Quaternary Research Center, University of Washington
There does not appear to be a date on this article nor does it appear to be peer reviewed in a scientific journal. The author does appear to have some credibility though as it credits him as being with the University of Washington and URL implies that he is with the faculty of that august learning institution. His website also credits him with writing multiple articles since 1962.
The article tracks a specific glacier and its shrinking over the course of several hundred years. It is very apparent from the graph from that article that the shrinking has been relatively consistent since the mid 1800s and in fact may have slightly slowed down in recent decades (maybe we could put a hockey stick on this and show that the glacier is actually growing now).
Since about 1850, glaciers worldwide have experienced fluctuating retreat, so that today we commonly see belts of sparsely vegetated deglaciated terrain beyond receding ice margins.

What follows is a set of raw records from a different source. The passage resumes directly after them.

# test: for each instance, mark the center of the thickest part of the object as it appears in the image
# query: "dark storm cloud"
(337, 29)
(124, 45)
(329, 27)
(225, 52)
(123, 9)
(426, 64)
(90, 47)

Whereas the largest glaciers have retreated a mile or more during the past century, some small glaciers have disappeared entirely in recent decades in response to the general 20th century warming of the climate.
The most accessible is Nisqually Glacier, which originates at the summit of Mount Rainier (14,400 feet altitude) and descends to an altitude of about 5000 feet. The position of the glacier front was first recorded in 1857, and sporadically thereafter until the end of the century. More-or-less continuous recordings of its frontal position were made after the mountain became a National Park, which brought increasing numbers of visitors, as well as scientists, to observe its glaciers. Together with geologic dating of moraines that record past glacier-margin positions, this observational record provides a relatively detailed picture of the variations of Nisqually Glacier and of the climatic trends which controlled its fluctuations.
The overall pattern of 20th century glacier retreat is consistent with the warming trend seen in the later part of the global temperature trend for the last 350 years, which displays an abrupt warming in the early part of the century to values well above those of the Little Ice Age.